Witness the rhetoric over executive
compensation in PG&E’s budget; I can see the gross offense to citizens’
sense of fairness. However, the amounts involved are, just guessing, in the
tens of millions, maybe over $100 million; the amounts are almost insignificant
compared to the billions of dollars that have been estimated for foliage
removal, repair, and underground placement of power lines.
Billions
of dollars are no small change but take a wild guess how much money, from the
finite pile we ratepayers provide to PG&E, has been mandated for
“renewable” wind and solar power. Including the subsidies for home
installations, large solar arrays, thermal generation, and countless wind
turbines up and down the state—energy which cannot be stored, ramped up and
down to meet demand, or be relied on during cloudy, windless periods—you are
talking about many tens of billions of dollars.
No
one can honestly say—now that we have the disasters of overgrowth-fueled
conflagrations, equipment failures due to age and budget priorities, and the
arguably sensible outages—that the money was well spent. And yet, who in
Sacramento, outside of our Republican representatives advocating common sense
utility and forest policy, is making these observations. Not Governor Newsom or
Democrats.
Judges
play an oversized role in much of our lives beyond forest policy. President
Trump sought to implement immigration policy changes that, truth be told, were
in line with our Founder’s vision, the Constitution’s mandates and established
legal precedent. Whereas waves of immigrants were admitted based on their being
unlikely to become “public charges,” the modern “open borders,” chain-migration
fanatics want those coming here to receive unlimited public benefits.
President
Trump apparently shocked and offended that crowd by—not cutting off all
benefits—imposing limits on the duration of such payments, to be held against
those seeking legal status as citizens. To Trump, those coming here as
relatives of legal residents or citizens had to prove they had health insurance
or would otherwise not access publicly-provided health care for—hope you’re
ready—30 days.
Oregon
federal judge Michael Simon issued yet another completely outrageous national
injunction against Trump’s policy. Of course, rabid pro-immigrant groups like
Justice Action Center sued for “unfair impacts,” “separation” and “irreparable
harm.” The rest: Judge Simon was appointed and promoted by Obama, and confirmed
by mostly Democrats. He was in the law firm Perkins Coie—yes, the facilitator
for payments from the DNC and Hillary Clinton to FusionGPS, Christopher Steele
and his fraudulent dossier alleging Trump/Russia collusion. Simon also did
volunteer work for the ACLU.
While
watching a Gene Hackman spy thriller, “Company Business,” I paused the playback
to read a wall plaque titled “Central Intelligence Agency CREDO.” Thinking it a
prop, I looked it up and found a 1984 document of that title; some excerpts:
“We produce timely and high quality intelligence for the President…objective
and unbiased evaluation…We perform special intelligence tasks at the request of
the President…to the highest standards of integrity, morality and honor…to the
spirit and letter of the law. We look to our leaders to stimulate
initiative…excellence, and for action.”
In
no permutation of that credo, can you find justification for 1) the involvement
of Obama’s CIA in spying on the Trump presidential campaign, 2) conspiring and
manipulating phony intelligence to undermine Trump’s transition, and most
dastardly, 3) working behind the scenes to try to precipitate the impeachment
and removal of the legitimately elected, oath-taking President Donald J. Trump.

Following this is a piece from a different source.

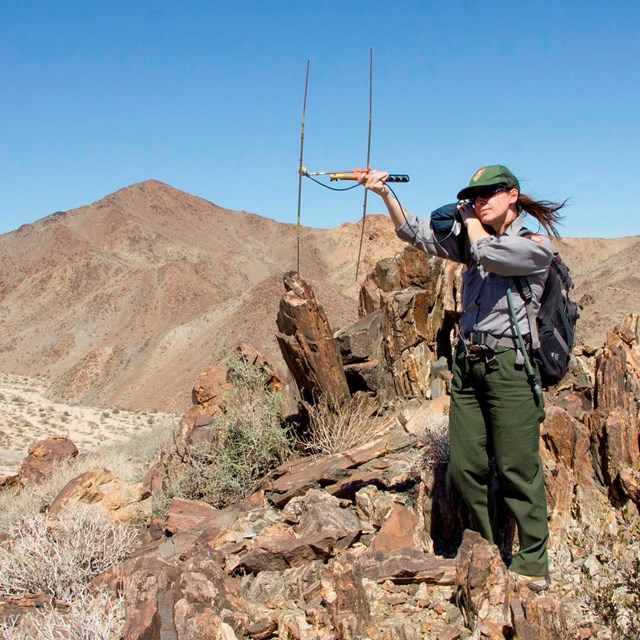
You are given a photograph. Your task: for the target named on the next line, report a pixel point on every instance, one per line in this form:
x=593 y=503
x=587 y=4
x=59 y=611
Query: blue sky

That’s an illegal coup d’état.
Therefore,
the “CIA analyst,” acting as a “whistleblower,” is due no anonymity under the
law and must be put under oath and answer questions before the citizens. Also,
President Trump “is” America’s foreign policy, duly elected for that purpose.
Finally, every agreement or relationship with any nation involves “give and
take,” or “quid pro quo.” Mulvaney was spot on to say “Get over it” because
Trump has absolute authority over foreign policy and corruption, the State Dept
aside—through Giuliani if he desires, period.